Volunteering is a great way to begin to engage with your new community. It is also a great way to get your kids involved in their neighborhood, and it provides an excellent teaching and growth opportunity for you and your children. You can start teaching your kids empathy and instill care for their community and world early in life. Even if your little ones are toddlers or elementary students, they can absolutely get involved. So, what options are the best for you and your young children?

  • Adopt more grandparents: Establish a weekly or bi-weekly trip with your kids visiting a retirement community in your area. Teach your kids to make friends and engage with elderly residents. Bring games to play with their newly adopted grandparents and make cards or draw pictures at home to bring on each visit.
  • Adopt a family or child: During back-to-school time or over the holidays adopt a family or child with your kids. Inform them about the reason the family is in need and what you and your children can do to help. Bring them with you to the store and let them select the notebooks, mechanical pencils, toys and necessities to support the family.

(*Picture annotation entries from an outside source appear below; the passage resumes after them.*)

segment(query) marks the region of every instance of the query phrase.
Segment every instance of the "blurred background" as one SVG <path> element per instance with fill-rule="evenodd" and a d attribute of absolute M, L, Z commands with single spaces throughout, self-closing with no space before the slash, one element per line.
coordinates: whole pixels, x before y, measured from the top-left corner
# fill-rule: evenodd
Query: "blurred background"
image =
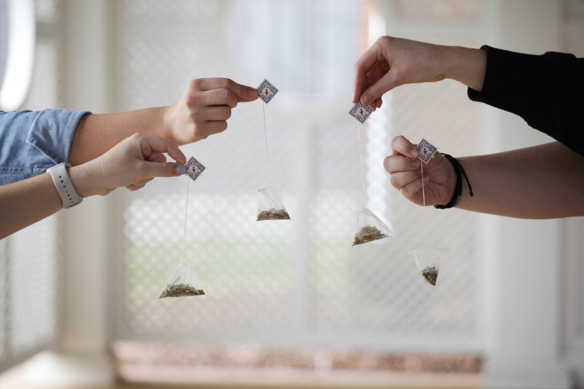
<path fill-rule="evenodd" d="M 0 68 L 5 110 L 168 106 L 192 79 L 267 78 L 267 160 L 291 216 L 255 221 L 256 101 L 182 148 L 207 167 L 187 208 L 187 179 L 160 178 L 0 240 L 2 389 L 584 387 L 582 219 L 429 207 L 429 244 L 451 250 L 433 287 L 408 254 L 422 209 L 383 166 L 398 135 L 454 156 L 551 138 L 450 80 L 390 92 L 363 126 L 347 114 L 379 36 L 583 57 L 584 1 L 2 0 L 0 23 L 19 61 Z M 396 236 L 352 247 L 363 176 Z M 159 300 L 185 217 L 206 295 Z"/>

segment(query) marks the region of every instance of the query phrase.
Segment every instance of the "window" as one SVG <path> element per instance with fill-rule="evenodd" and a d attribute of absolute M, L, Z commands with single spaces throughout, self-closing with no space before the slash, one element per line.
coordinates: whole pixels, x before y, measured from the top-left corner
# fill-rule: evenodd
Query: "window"
<path fill-rule="evenodd" d="M 429 16 L 425 7 L 404 10 L 410 2 L 389 2 L 385 15 L 413 38 L 460 43 L 463 30 L 474 44 L 480 8 L 455 12 L 461 3 L 436 2 L 454 9 L 432 31 L 416 30 L 408 18 L 423 12 L 438 23 L 440 6 Z M 280 89 L 265 107 L 269 167 L 291 218 L 255 222 L 256 190 L 267 186 L 261 103 L 240 104 L 225 132 L 183 148 L 207 167 L 190 185 L 185 247 L 206 295 L 157 299 L 169 262 L 180 259 L 187 184 L 155 180 L 125 196 L 116 338 L 480 348 L 475 219 L 427 211 L 430 244 L 452 249 L 438 286 L 427 287 L 408 255 L 424 244 L 422 210 L 391 187 L 382 164 L 399 134 L 435 139 L 455 154 L 473 152 L 477 140 L 466 128 L 476 125 L 478 112 L 463 87 L 444 82 L 398 89 L 361 128 L 367 204 L 397 237 L 350 247 L 363 199 L 356 122 L 347 113 L 353 64 L 372 43 L 368 29 L 383 26 L 374 4 L 116 3 L 119 109 L 172 104 L 191 78 L 227 76 L 255 86 L 266 78 Z"/>

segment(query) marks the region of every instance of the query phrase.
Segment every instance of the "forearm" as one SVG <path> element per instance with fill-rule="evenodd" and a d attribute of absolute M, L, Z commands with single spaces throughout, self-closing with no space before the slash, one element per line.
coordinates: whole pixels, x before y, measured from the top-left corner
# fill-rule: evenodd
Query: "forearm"
<path fill-rule="evenodd" d="M 444 76 L 475 90 L 482 89 L 486 69 L 486 52 L 478 48 L 445 46 Z"/>
<path fill-rule="evenodd" d="M 73 166 L 94 159 L 130 135 L 140 132 L 169 139 L 163 124 L 165 107 L 110 114 L 86 115 L 71 141 L 68 162 Z"/>
<path fill-rule="evenodd" d="M 68 169 L 73 186 L 82 197 L 99 188 L 84 166 Z M 0 239 L 62 209 L 62 201 L 49 173 L 0 186 Z"/>
<path fill-rule="evenodd" d="M 458 158 L 463 180 L 457 208 L 524 219 L 584 216 L 584 157 L 558 142 Z"/>

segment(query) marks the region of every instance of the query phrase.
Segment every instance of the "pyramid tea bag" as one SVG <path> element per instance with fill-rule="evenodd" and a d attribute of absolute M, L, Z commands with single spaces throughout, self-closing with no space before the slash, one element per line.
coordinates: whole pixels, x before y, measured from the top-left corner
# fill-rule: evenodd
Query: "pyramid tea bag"
<path fill-rule="evenodd" d="M 206 167 L 193 156 L 187 162 L 186 165 L 177 166 L 175 172 L 177 174 L 185 174 L 188 178 L 186 183 L 186 202 L 185 205 L 185 229 L 183 231 L 182 254 L 180 263 L 176 264 L 171 262 L 168 265 L 168 275 L 166 277 L 166 286 L 158 296 L 159 299 L 165 297 L 179 297 L 185 296 L 200 296 L 205 292 L 201 289 L 201 281 L 194 269 L 185 262 L 185 240 L 186 237 L 186 216 L 189 209 L 189 185 L 190 181 L 196 181 Z"/>
<path fill-rule="evenodd" d="M 290 217 L 282 202 L 282 191 L 273 187 L 258 189 L 258 219 L 256 221 L 288 220 Z"/>
<path fill-rule="evenodd" d="M 409 255 L 413 257 L 420 274 L 426 282 L 436 286 L 438 272 L 440 271 L 440 257 L 450 251 L 448 248 L 426 246 L 410 251 Z"/>
<path fill-rule="evenodd" d="M 357 213 L 357 230 L 352 246 L 395 236 L 391 229 L 369 208 Z"/>
<path fill-rule="evenodd" d="M 201 281 L 194 269 L 184 262 L 176 264 L 171 262 L 166 286 L 162 289 L 159 299 L 179 297 L 185 296 L 200 296 L 205 292 L 201 289 Z"/>
<path fill-rule="evenodd" d="M 258 96 L 260 97 L 264 104 L 262 104 L 263 112 L 263 132 L 264 140 L 266 141 L 266 167 L 267 170 L 267 182 L 269 186 L 262 189 L 258 189 L 259 197 L 258 198 L 258 218 L 257 222 L 269 220 L 290 220 L 288 211 L 284 208 L 282 202 L 282 191 L 272 186 L 272 178 L 270 177 L 270 161 L 267 152 L 267 128 L 266 126 L 266 108 L 267 104 L 276 93 L 278 89 L 274 85 L 264 79 L 260 86 L 258 87 Z"/>

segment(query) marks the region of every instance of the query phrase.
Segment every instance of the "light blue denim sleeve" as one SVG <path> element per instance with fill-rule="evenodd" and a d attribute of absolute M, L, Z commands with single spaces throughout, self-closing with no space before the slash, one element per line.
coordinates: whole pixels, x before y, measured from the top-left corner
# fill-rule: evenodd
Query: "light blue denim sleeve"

  • Community clean up: Your kids can participate in keeping their community beautiful from an early age. From your street to your neighborhood, local park or community wildlife center it’s easy to start teaching your kids to preserve their environment with simple trash pickup.

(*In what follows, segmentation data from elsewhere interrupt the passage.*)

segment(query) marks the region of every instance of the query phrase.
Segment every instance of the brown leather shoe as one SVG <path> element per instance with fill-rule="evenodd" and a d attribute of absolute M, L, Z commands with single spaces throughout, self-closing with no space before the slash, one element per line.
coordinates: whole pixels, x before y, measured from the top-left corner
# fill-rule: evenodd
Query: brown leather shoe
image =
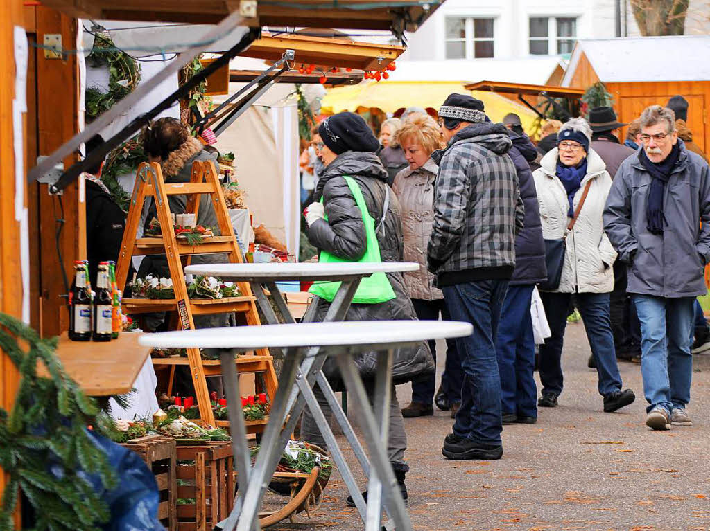
<path fill-rule="evenodd" d="M 454 402 L 451 405 L 451 418 L 456 418 L 456 413 L 461 407 L 461 402 Z"/>
<path fill-rule="evenodd" d="M 430 417 L 434 415 L 434 407 L 430 404 L 422 404 L 419 402 L 412 402 L 402 410 L 402 416 L 405 418 L 413 417 Z"/>

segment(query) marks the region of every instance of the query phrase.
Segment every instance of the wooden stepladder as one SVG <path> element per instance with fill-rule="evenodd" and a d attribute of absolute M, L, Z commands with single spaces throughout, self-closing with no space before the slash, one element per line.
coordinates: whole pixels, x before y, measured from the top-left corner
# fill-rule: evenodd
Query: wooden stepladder
<path fill-rule="evenodd" d="M 186 195 L 187 202 L 184 213 L 197 214 L 200 208 L 200 198 L 202 194 L 209 194 L 217 214 L 219 232 L 222 235 L 204 237 L 198 245 L 191 245 L 175 237 L 170 216 L 168 198 L 170 196 Z M 158 220 L 160 223 L 160 236 L 137 238 L 138 223 L 146 199 L 152 198 L 156 208 Z M 226 203 L 222 194 L 222 185 L 212 161 L 198 161 L 192 164 L 190 182 L 165 183 L 163 179 L 160 166 L 157 162 L 143 162 L 138 167 L 133 187 L 133 196 L 124 233 L 121 252 L 116 268 L 116 282 L 124 289 L 131 257 L 133 255 L 165 255 L 168 259 L 173 288 L 175 298 L 173 299 L 124 298 L 124 313 L 147 313 L 151 312 L 173 312 L 175 317 L 169 322 L 175 323 L 182 330 L 195 328 L 193 315 L 234 312 L 240 324 L 256 325 L 261 324 L 256 311 L 256 298 L 248 283 L 238 284 L 240 296 L 220 299 L 192 299 L 187 296 L 184 266 L 189 264 L 193 255 L 226 253 L 229 263 L 243 262 L 241 252 L 236 245 L 236 238 L 227 213 Z M 215 422 L 210 405 L 207 389 L 207 376 L 217 376 L 222 374 L 219 360 L 202 359 L 200 350 L 187 349 L 187 357 L 153 358 L 153 364 L 156 371 L 170 369 L 168 394 L 171 391 L 175 367 L 188 365 L 195 386 L 195 397 L 200 409 L 200 420 L 209 425 L 229 425 L 227 421 Z M 237 371 L 240 374 L 261 374 L 263 378 L 264 391 L 273 399 L 276 391 L 276 373 L 273 360 L 268 350 L 236 357 Z M 229 404 L 231 406 L 231 404 Z M 241 407 L 241 404 L 235 404 Z M 249 432 L 261 431 L 268 418 L 247 423 Z"/>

  • Serve meals or donate food: For holidays, or any day of the year, take your kids with you to a shelter or soup kitchen and teach them to give service to those less fortunate. Take your kids to the store to select necessities and canned goods to donate to a food pantry or deliver to homeless you see on the street. By interacting with those in need and offering your services, you can teach your kids compassion and understanding by introducing them to different walks of life.
  • Walk for charity: Make a plan with your kids to join a walk for charity. There are many opportunities for your family participate in charitable walks so start by brainstorming with your kids to determine what charity they want to support. Help them prepare paperwork to ask for donations and practice their requests, then help them learn to follow through by walking with them on the day of the charity walk.
  • Bring joy to a children’s ward: Commit to a weekly or monthly hospital visit you’re your kids to visit other sick children. Make get-well-soon cards, bring games to play or give out candy and gifts at Halloween, Christmas, Valentine’s and Easter. Visiting children in need will teach gratitude and empathy to your kids.
  • Community garden: Teach your kids skills and give them the means to contribute to their community by helping plant and cultivate your local community garden. Work with them to learn which plants will work best in the environment, which will most benefit the neighborhood, and how to care for the plants over time.
  • Visit an animal shelter: Volunteer to walk dogs or play with cats or rabbits with your kids. Sign up for a pet adoption day and have your kids help introduce other kids to new animals for their family. You can even make no-sew toys for cats and dogs at home, using old t-shirts or jeans, and bring the toys to the shelter to donate.
  • Random acts of kindness: Teach your kids to engage in random acts of kindness to show them how to recognize goodness and need in the world and establish in them the habit of always looking for in-the-moment opportunities to do something nice for others. Make sweet little cards at home with candy inside that say "Thank you!" or "Have a great day!." Have them pay attention during errand outings for cashiers, sales clerks or random people in the store that might need a pick-me-up or just for someone to recognize them. Teach them to help their neighbors by offering to help unload groceries, rake the lawn or walk the dog.

There are many ways to start getting your kids involved in and concerned about bettering their community and the world at large early in life. Start when they’re young and continue instilling in them an ongoing desire to contribute.